A Short History of Decay is a 2013 American comedy-drama film written and directed by Michael Maren. It stars Bryan Greenberg, Linda Lavin, Harris Yulin, Emmanuelle Chriqui, Benjamin King and Kathleen Rose Perkins. Though its title is taken from the work of philosophy by Emil Cioran, it is not an adaptation of the book.

The film was shot in October and November 2012 in Wilmington, North Carolina, Wrightsville Beach, North Carolina, and New York City. It premiered at the Hamptons International Film Festival on October 12, 2013 and it opened theatrically at the Village East Cinema on May 16, 2014.

==Plot==
The film is a comedy about a failed Brooklyn writer, Nathan Fisher, who visits his ailing parents in Florida. His mother has Alzheimer's, his father has recently had a stroke, and his girlfriend has recently broken up with him.

==Cast==
- Bryan Greenberg as Nathan Fisher
- Linda Lavin as Sandy Fisher
- Harris Yulin as Bob Fisher
- Emmanuelle Chriqui as Erika Bryce
- Kathleen Rose Perkins as Shelly
- Benjamin King as Jack Fisher
- Rebecca Dayan as Alex
- Joanna Manning as Molly

==Coffeehouse scene==

On November 19, 2012, Maren, with cinematographer Nancy Schreiber, shot the final scenes of the film at Kos Koffe, a coffee shop in Park Slope, Brooklyn.
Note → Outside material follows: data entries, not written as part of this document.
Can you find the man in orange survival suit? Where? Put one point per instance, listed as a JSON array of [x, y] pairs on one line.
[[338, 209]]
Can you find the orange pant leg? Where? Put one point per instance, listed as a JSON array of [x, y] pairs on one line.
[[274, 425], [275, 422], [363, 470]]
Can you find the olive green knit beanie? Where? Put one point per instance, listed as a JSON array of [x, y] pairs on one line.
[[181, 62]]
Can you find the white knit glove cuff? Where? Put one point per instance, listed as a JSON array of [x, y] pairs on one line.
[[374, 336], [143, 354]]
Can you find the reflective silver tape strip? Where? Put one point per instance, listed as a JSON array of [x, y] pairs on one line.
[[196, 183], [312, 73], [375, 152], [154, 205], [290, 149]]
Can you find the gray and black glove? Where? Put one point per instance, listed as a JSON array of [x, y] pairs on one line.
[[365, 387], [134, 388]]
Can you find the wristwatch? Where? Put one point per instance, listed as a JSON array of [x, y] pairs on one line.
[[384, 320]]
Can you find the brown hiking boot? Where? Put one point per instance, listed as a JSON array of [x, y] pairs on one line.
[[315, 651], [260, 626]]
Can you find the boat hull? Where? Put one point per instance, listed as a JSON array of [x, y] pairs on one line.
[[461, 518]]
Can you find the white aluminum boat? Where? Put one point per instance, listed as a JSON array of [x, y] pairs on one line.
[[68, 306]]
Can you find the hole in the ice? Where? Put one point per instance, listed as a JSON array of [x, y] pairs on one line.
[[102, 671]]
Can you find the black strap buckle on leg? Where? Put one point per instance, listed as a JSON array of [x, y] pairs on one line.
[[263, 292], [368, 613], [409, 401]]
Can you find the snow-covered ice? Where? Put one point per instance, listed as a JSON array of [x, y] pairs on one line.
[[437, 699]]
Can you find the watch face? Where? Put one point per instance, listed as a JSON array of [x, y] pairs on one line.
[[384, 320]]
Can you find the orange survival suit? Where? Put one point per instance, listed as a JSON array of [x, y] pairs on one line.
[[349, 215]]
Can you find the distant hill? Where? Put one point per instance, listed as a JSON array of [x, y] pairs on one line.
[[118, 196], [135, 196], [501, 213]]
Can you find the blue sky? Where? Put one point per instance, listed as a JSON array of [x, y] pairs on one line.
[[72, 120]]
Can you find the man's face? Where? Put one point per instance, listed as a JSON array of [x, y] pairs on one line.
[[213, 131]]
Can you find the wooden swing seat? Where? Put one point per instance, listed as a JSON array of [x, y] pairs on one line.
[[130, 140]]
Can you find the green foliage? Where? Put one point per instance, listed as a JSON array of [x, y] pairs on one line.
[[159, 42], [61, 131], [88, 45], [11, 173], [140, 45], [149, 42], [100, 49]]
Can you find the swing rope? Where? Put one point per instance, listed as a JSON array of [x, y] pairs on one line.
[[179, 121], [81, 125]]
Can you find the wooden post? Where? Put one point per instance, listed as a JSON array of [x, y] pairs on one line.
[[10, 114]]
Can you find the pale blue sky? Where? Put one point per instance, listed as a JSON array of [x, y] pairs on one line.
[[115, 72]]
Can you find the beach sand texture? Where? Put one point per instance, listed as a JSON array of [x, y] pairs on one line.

In the scene, Greenberg's Nathan Fisher walks into the shop intending to work on his writing to win his girlfriend back. In an elaborate sight gag, Maren brought 43 New York Area writers to fill every seat in the coffee shop. Nathan Fisher looks at them with the feeling that he doesn't belong in their company. The writers included Jennifer Egan, Michael Cunningham, Philip Gourevich, Kurt Andersen, Gary Shteyngart, Darin Strauss, Jane Green, Jean Hanff Korelitz and Nick Flynn.